Rabu, 7 September 2016 salah satu Duta Gemari Baca asal Sulawesi Tenggara, Ranti Widiastuti, mengajak pemuda khususnya yang berdomisili di kota Kendari untuk meningkatkan kecintaan pada literasi. Seruan tersebut diungkapkan melalui sebuah acara Salam Sultra yang merupakan program rutin salah satu stasiun televisi lokal di Sulawesi Tenggara. Pada acara yang tayang pukul 10.00–11.00 WITA tersebut ia menceritakan pengalaman selama mengikuti kegiatan Pesantren Literasi 2016 dan pemahaman tentang pentingnya literasi.

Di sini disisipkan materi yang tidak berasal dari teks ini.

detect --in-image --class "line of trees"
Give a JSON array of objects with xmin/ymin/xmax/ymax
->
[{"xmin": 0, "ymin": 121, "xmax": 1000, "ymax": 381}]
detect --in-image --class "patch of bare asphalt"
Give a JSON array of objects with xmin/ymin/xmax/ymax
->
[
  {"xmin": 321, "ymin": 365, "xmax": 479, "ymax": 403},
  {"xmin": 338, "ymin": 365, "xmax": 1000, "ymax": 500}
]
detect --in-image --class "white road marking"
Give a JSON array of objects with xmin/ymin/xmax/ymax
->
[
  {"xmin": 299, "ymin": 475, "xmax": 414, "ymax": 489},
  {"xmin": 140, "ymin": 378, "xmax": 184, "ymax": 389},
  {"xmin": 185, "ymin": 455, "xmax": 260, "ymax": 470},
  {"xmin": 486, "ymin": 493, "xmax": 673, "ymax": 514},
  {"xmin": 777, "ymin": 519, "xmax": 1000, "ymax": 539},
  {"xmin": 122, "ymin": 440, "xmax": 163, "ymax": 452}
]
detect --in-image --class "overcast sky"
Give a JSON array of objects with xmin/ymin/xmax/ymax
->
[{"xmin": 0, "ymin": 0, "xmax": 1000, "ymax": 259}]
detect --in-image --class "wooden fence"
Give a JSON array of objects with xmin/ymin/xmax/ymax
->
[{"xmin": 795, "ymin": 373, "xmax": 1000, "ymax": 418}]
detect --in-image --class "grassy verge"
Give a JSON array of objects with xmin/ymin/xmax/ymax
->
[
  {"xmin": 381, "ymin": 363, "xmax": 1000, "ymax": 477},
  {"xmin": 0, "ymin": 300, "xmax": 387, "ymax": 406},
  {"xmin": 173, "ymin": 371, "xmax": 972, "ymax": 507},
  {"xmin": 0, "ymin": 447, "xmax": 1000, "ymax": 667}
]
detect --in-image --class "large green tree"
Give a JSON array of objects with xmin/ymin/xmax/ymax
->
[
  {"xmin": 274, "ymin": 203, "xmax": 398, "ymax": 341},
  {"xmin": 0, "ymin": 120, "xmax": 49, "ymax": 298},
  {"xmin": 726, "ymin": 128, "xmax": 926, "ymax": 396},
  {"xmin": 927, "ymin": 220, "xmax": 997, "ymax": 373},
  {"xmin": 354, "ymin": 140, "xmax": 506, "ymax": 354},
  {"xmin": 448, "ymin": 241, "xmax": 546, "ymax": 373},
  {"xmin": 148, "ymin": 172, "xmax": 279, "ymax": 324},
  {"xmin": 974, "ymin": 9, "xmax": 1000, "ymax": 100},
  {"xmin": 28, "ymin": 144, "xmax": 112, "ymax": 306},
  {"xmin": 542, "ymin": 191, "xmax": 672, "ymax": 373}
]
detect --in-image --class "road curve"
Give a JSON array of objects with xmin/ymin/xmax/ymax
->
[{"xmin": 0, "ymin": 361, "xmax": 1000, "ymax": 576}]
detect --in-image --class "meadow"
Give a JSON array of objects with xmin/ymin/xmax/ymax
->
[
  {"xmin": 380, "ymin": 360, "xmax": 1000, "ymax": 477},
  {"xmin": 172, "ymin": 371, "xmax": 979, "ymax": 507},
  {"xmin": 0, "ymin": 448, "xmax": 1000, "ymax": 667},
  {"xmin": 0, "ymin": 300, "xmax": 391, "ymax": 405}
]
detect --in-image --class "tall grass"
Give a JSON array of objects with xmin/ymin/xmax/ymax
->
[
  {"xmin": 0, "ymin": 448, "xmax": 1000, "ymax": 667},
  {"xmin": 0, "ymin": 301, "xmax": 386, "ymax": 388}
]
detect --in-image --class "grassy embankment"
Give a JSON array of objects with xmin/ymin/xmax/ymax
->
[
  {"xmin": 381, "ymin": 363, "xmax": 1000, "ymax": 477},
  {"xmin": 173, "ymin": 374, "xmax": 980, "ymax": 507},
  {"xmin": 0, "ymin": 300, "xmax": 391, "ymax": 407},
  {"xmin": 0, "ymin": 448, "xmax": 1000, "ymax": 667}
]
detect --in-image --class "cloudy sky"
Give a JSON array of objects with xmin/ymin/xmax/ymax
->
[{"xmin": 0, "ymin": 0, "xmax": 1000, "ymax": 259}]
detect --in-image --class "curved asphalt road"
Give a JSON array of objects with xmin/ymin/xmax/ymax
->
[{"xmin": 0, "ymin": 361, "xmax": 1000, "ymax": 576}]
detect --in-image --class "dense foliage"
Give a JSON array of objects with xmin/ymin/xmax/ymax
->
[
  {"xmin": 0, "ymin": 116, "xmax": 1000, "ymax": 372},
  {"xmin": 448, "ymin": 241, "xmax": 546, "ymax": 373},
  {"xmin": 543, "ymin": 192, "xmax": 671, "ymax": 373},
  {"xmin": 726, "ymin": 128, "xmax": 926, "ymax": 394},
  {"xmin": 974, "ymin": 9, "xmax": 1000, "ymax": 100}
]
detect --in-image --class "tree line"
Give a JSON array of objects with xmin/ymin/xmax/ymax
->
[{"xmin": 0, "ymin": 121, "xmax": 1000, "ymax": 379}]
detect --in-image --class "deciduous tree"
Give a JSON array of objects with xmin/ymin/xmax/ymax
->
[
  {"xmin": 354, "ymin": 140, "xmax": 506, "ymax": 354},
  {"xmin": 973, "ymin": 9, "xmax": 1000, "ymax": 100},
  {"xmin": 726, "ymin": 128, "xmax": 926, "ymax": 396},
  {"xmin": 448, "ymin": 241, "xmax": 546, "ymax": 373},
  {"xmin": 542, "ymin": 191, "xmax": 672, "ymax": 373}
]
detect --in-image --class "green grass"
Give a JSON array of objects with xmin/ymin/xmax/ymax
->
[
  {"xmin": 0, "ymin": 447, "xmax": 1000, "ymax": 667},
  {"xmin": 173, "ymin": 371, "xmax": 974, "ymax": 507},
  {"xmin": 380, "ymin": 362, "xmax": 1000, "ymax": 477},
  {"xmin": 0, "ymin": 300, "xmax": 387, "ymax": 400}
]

Kegiatan tersebut merupakan salah satu program unggulan Makmal Pendidikan, Dompet Dhuafa Pendidikan. Kegiatan yang mengusung tema “Cerdas Literasi, Kenapa Tidak?” itu berlangsung selama tiga hari tanggal 21-23 Juni 2016 lalu di Bumi Pengembangan Insani, Bogor. Dua puluh pemuda/i usia 15 – 22 tahun dengan berbagai latar belakang pendidikan turut serta untuk mendalami dunia literasi tersebut. Narasumber dari berbagai bidang kepakaran dihadirkan untuk memberikan materi yang dikemas sedemikian  menarik membuat peserta hanyut dalam program tersebut.

Sesi pertama Salam Sultra dimulai dengan pemaparan akan pentingnya literasi dalam suatu bangsa, karena tingkat literasi warga negara berbanding lurus dengan kemajuan suatu bangsa. Mengutip data dari UNESCO (2012), indeks minat baca di Indonesia masih berada pada angka 0,001 yang artinya dari 1000 orang hanya satu orang yang membaca. Kondisi inilah yang mendorong gentingnya membangkitkan gerakan masyarakat cinta literasi, salah satunya melalui membaca. Hal yang pertama yang dilakukan adalah dengan memahami manfaat membaca itu sendiri. Seperti halnya tubuh yang memerlukan olahraga agar tetap sehat, otak juga membutuhkan latihan agar tetap dapat menjalankan fungsinya dengan baik, salah satu caranya dengan membaca. Selain itu “membaca adalah cara terindah mencintai negeri,” ungkap perempuan kelahiran Kendari yang akrab disapa Ranti.

Acara berdurasi sekitar enam puluh menit tersebut ditutup dengan harapan di masa mendatang, bahwa untuk dapat mencapai tujuan besar tersebut diperlukan kerjasama dari berbagai pihak baik pemerintah maupun masyarakat agar semangat berliterasi menggema diseluruh pelosok negeri.